2. SIDBI set up the India Microfinance Equity Fund in 2011-12 with budgetary support of Rs 100 crore to provide equity and quasi-equity to Micro Finance Institutions. An amount of Rs 104 crore has already been committed to 37 MFIs. Keeping in view the unmet demand and need for improving capital base of the smaller & medium sized MFIs to enable them to raise additional funding, Hon’ble Finance Minister has provided an amount of Rs 100 crore in the Union Budget to the IME Fund. This is expected to expand reach of 60-70 additional MFIs, benefiting more than 12 lakh additional clients, mostly women.
3. Last year, Factoring Regulation Act was enacted to pave the way for orderly growth of factoring services in the country. However, the volumes and coverage of factoring are yet to witness any perceptible growth. In order to promote the tool of financing for the benefit of small suppliers, the Budget has proposed a corpus of Rs 500 crore to SIDBI to set up a Credit Guarantee Fund to extend guarantee cover for facilitating factoring transactions in respect of SMEs. The corpus shall help in leveraging the volume of factored debts at a much higher scale (up to Rs 10,000 crore pa).
4. Micro, small and medium enterprises have a large share of jobs, production and exports. Many of the SMEs do not graduate the higher category for the fear of losing the benefits associated with staying small/medium. To encourage them to grow, the Budget has proposed the continuum of benefits enjoyed by them for upto three years after they grow out of the category in they obtained the benefit. A beginning in this direction is proposed to be made by extending the non-tax benefits to the eligible units for three years after they graduate to a higher category.

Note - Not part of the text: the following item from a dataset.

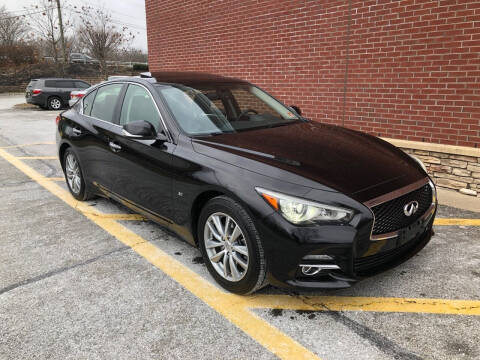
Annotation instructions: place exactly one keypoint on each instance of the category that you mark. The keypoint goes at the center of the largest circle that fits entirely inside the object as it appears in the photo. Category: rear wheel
(54, 103)
(231, 246)
(74, 176)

Other measures announced in the budget for MSME sector include: assistance of Rs 2,200 crore during 12th Plan period for setting up 15 Tool Rooms and Technology Development Centres by the Ministry of Micro, Small and Medium Enterprises Rs 2400 crore under Technology Upgradation Fund Scheme for the textile sector, setting up of Apparel Parks under the Scheme for Integrated Textile Parks, implementation of a new scheme called the Integrated Processing Development Scheme with an outlay of Rs 500 crore to address the environmental concerns of the textile industry, and availability of working capital and term loans at a concessional interest to handloom weavers.
Re-introduction of GBI will not only boost the wind power market in India but will also encourage more investments from both domestic and foreign IPPs which will benefit the economy, says Kailash Tarachandani, CEO Kenersys India Pvt Ltd.
It’s a welcome note for the already ailing wind industry market and should attract more investments in the sector. We welcome the government initiatives in re launching GBI for wind energy projects. This will help the wind industry to regain its momentum.